Japan holds 254 days of emergency reserves, one of the highest, but sources 95 per cent of its crude from the Middle East, with roughly 70 per cent shipped through the Strait.

Queues at a gas station in Karachi, Pakistan, on Saturday

Queues at a gas station in Karachi, Pakistan, on Saturday (AFP/Getty)

India, which imports more than 88 per cent of its oil, sought to calm concerns. Oil minister Hardeep Puri said the country held “sufficient stocks” and directed all LPG (liquefied petroleum gas) refineries, public and private, to increase production.

Analysts are now warning that oil prices could exceed $150 a barrel – a level that could be catastrophic for the global economy.

Oil prices have now gathered all the ingredients for a perfect storm,” Muyu Xu, senior oil analyst at Kpler, told Reuters. “If the disruption in the Strait of Hormuz persists for another one to two weeks, we could see prices move toward $130–150 a barrel.”

BMI, a unit of Fitch Solutions, said Pakistan and India are the most vulnerable major emerging markets, citing their energy import dependence and high exposure to Hormuz. Egypt and Turkey, it said, face the greatest risk outside the Gulf because of fragile external positions and large energy subsidies.

The shortages come as Iraq, Kuwait and the UAE cut oil production as storage tanks fill due to the reduced ability to export through the Strait.

The Strait of Hormuz remained effectively closed, causing global financial chaos

The Strait of Hormuz remained effectively closed, causing global financial chaos (AFP/Getty)

Iran‘s parliament speaker, Mohammad Bagher Ghalibaf, warned that the war’s impact on the oil industry “would spiral” after Israeli strikes on oil depots in Tehran and a petroleum transfer terminal killed four people overnight.

Roughly 15 million barrels of crude oil, about 20 per cent of global supply, typically pass through the Strait each day, according to Rystad Energy.

The energy minister of Qatar, one of the world’s largest LNG producers, warned that it expects all Gulf energy producers to shut down exports within weeks if the Iran conflict continues.

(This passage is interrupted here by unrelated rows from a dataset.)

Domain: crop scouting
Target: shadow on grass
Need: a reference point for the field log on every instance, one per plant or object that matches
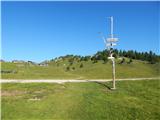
(103, 84)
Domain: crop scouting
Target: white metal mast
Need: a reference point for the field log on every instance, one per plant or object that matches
(111, 42)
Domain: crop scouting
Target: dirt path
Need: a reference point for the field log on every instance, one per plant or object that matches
(73, 80)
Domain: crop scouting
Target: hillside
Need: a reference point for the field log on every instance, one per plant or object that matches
(65, 68)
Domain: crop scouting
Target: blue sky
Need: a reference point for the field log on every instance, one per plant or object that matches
(44, 30)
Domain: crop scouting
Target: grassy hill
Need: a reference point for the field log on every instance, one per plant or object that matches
(76, 69)
(133, 100)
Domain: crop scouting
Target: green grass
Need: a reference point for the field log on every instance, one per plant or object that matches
(89, 70)
(133, 100)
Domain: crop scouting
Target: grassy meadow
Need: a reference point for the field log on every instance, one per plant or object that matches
(133, 100)
(90, 70)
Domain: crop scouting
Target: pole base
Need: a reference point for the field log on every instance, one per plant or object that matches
(113, 88)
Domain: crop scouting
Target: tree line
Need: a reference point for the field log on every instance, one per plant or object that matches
(103, 55)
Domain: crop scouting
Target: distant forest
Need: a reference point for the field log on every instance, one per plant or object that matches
(103, 55)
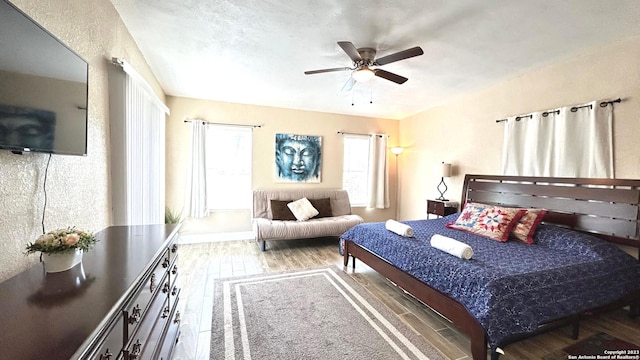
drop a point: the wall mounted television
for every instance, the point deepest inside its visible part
(43, 89)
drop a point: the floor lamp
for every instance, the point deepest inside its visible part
(397, 151)
(445, 171)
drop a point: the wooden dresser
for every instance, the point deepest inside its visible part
(121, 303)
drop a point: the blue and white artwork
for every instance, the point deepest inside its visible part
(298, 158)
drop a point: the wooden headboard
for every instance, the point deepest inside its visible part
(607, 208)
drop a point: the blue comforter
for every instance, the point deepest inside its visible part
(511, 287)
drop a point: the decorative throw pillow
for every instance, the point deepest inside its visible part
(494, 222)
(526, 226)
(323, 206)
(302, 209)
(280, 211)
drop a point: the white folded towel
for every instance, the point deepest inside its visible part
(399, 228)
(452, 246)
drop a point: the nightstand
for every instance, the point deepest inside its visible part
(441, 208)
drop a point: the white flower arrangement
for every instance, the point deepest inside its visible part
(62, 240)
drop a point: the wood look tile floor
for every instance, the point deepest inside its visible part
(201, 264)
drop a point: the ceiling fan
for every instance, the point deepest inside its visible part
(364, 58)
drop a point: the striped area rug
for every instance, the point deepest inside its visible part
(312, 314)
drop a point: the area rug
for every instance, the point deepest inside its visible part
(598, 346)
(311, 314)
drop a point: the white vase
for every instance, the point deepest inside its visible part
(58, 262)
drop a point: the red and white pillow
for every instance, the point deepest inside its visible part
(526, 226)
(493, 222)
(498, 222)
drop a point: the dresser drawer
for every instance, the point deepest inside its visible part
(171, 337)
(138, 307)
(145, 335)
(145, 345)
(174, 283)
(111, 347)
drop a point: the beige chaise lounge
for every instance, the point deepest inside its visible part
(265, 227)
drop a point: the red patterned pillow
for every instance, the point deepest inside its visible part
(494, 222)
(526, 226)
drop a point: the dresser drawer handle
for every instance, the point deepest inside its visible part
(152, 286)
(135, 350)
(135, 315)
(106, 356)
(165, 312)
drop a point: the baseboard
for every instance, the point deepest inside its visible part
(215, 237)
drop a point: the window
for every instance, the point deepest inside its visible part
(228, 162)
(356, 168)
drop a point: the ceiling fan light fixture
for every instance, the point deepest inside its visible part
(363, 74)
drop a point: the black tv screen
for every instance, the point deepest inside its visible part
(43, 89)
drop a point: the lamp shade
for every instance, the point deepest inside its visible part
(445, 170)
(363, 74)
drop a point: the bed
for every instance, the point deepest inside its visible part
(511, 290)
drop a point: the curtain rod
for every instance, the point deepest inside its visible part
(224, 124)
(573, 109)
(348, 133)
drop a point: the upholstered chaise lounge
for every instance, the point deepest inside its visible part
(335, 220)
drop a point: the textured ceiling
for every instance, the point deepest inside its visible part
(256, 51)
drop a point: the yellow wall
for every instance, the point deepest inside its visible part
(78, 188)
(273, 120)
(463, 130)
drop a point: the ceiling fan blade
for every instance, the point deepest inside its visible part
(348, 85)
(390, 76)
(325, 70)
(350, 49)
(401, 55)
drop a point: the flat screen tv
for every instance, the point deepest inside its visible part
(43, 89)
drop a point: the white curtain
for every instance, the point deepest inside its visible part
(564, 143)
(196, 191)
(378, 189)
(137, 127)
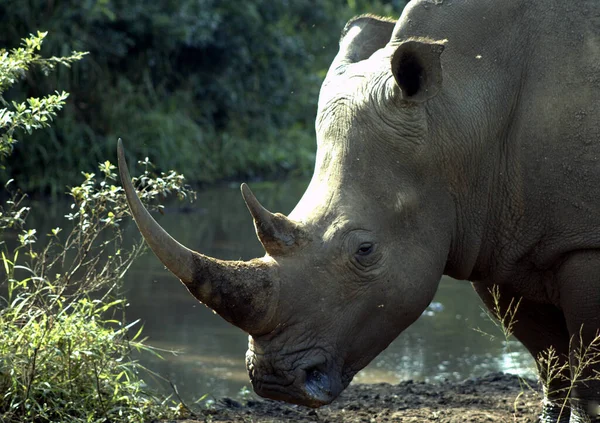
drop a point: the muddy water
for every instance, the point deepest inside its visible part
(445, 343)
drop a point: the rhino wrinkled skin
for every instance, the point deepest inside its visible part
(462, 139)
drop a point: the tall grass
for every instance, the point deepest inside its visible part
(553, 369)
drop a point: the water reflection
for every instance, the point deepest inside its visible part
(443, 343)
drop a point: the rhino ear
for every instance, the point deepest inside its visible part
(362, 36)
(417, 69)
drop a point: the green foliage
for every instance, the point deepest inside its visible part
(217, 90)
(64, 353)
(35, 113)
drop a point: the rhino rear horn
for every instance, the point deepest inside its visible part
(243, 293)
(361, 37)
(278, 234)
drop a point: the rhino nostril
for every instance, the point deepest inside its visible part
(318, 385)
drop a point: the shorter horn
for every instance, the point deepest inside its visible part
(278, 234)
(243, 293)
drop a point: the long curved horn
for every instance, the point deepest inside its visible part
(278, 234)
(243, 293)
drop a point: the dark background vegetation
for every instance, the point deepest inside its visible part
(217, 89)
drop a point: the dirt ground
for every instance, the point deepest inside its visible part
(493, 398)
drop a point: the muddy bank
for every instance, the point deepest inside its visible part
(493, 398)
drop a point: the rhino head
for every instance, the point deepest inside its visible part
(361, 255)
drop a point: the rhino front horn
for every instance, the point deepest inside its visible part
(243, 293)
(278, 234)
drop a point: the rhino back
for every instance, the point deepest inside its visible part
(519, 117)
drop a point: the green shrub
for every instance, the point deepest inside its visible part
(65, 354)
(65, 351)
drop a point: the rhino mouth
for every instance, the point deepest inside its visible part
(312, 384)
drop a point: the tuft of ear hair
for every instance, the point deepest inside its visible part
(417, 69)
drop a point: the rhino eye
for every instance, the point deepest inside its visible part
(365, 249)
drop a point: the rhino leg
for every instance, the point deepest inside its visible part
(538, 327)
(578, 279)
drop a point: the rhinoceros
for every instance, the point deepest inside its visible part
(461, 139)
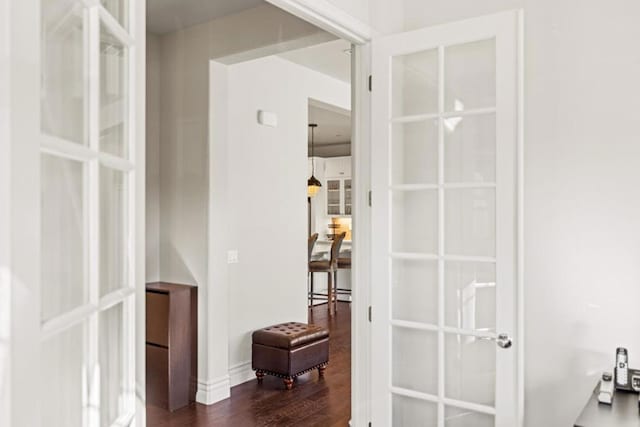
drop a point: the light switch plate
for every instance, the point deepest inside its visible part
(267, 118)
(232, 256)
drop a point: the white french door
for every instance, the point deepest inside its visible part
(87, 167)
(444, 161)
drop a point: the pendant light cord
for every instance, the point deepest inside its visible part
(313, 159)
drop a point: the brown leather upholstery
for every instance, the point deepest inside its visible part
(327, 266)
(289, 335)
(319, 266)
(288, 350)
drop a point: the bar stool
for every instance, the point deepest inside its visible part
(329, 266)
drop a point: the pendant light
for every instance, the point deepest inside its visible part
(313, 185)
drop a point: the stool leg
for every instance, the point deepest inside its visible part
(321, 370)
(288, 383)
(330, 295)
(335, 287)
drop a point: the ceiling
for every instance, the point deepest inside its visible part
(165, 16)
(333, 134)
(327, 58)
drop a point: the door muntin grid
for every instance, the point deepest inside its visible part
(443, 228)
(87, 285)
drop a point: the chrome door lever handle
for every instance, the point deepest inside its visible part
(504, 341)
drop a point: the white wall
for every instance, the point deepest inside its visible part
(267, 173)
(5, 223)
(582, 232)
(153, 160)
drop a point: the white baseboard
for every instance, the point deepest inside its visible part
(241, 373)
(210, 392)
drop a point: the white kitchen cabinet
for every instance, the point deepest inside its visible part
(338, 183)
(338, 167)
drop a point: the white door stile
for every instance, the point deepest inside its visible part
(503, 28)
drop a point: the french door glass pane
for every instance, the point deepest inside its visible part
(114, 251)
(64, 88)
(118, 9)
(114, 104)
(470, 75)
(415, 83)
(408, 411)
(111, 361)
(415, 221)
(470, 222)
(470, 295)
(412, 348)
(470, 369)
(458, 417)
(64, 378)
(470, 148)
(62, 235)
(414, 290)
(415, 152)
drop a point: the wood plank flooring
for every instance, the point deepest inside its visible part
(312, 402)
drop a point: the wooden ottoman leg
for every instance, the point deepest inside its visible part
(288, 383)
(321, 370)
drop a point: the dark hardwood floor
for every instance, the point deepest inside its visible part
(312, 402)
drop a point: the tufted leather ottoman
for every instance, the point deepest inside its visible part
(288, 350)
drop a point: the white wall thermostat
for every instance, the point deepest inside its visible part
(267, 118)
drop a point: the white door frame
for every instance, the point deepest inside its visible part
(334, 20)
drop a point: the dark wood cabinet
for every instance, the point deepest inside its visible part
(171, 351)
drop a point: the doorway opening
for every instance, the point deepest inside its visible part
(229, 214)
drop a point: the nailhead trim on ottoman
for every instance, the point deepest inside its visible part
(288, 350)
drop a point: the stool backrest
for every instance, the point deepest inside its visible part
(312, 242)
(335, 248)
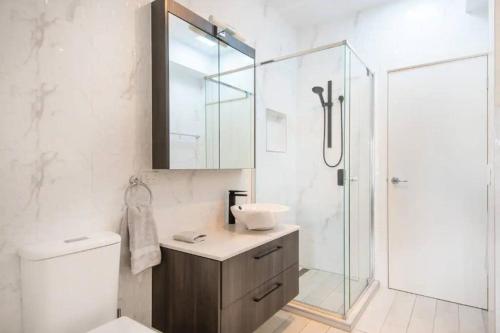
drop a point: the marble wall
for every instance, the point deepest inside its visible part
(395, 35)
(75, 123)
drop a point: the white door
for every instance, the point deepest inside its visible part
(437, 148)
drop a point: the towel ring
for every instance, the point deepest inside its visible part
(133, 182)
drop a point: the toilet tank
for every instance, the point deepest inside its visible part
(70, 285)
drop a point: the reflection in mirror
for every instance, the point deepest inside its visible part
(193, 109)
(236, 109)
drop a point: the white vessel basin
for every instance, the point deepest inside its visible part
(259, 216)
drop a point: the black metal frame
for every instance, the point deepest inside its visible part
(160, 72)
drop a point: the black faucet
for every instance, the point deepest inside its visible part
(232, 201)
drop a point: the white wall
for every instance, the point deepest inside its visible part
(75, 123)
(394, 35)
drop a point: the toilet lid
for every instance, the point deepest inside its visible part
(122, 325)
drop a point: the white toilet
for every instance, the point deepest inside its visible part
(72, 286)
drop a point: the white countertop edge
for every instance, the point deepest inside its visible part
(223, 236)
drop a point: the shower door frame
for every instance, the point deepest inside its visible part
(351, 313)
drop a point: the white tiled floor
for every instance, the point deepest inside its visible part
(393, 312)
(326, 290)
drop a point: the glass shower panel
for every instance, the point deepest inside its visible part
(299, 176)
(359, 181)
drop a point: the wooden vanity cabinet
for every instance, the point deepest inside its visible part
(194, 294)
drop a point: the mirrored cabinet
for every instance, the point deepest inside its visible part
(203, 93)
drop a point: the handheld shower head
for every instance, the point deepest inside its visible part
(319, 92)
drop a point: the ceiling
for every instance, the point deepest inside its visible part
(306, 12)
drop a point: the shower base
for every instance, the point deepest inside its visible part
(321, 299)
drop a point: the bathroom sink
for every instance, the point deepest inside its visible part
(259, 216)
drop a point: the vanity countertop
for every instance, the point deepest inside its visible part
(227, 241)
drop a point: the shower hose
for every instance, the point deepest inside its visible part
(341, 101)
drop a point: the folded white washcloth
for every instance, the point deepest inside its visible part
(143, 239)
(190, 236)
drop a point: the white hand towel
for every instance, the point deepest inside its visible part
(143, 239)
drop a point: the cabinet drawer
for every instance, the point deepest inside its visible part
(262, 303)
(248, 270)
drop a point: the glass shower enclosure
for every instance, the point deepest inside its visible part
(320, 164)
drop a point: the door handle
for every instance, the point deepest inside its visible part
(396, 180)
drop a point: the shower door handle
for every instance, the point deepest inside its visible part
(396, 180)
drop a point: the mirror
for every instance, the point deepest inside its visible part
(210, 101)
(236, 109)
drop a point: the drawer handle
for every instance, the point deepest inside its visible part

“Everybody that has not called for force majeure we expect will do so in the next few days if this continues,” Saad al-Kaabi told FT on Friday. “All exporters in the Gulf region will have to call force majeure.”

US energy secretary Chris Wright told CNN on Sunday that gas prices would be back under $3 a gallon “before too long”, describing the spike as “a weeks, not a months thing”.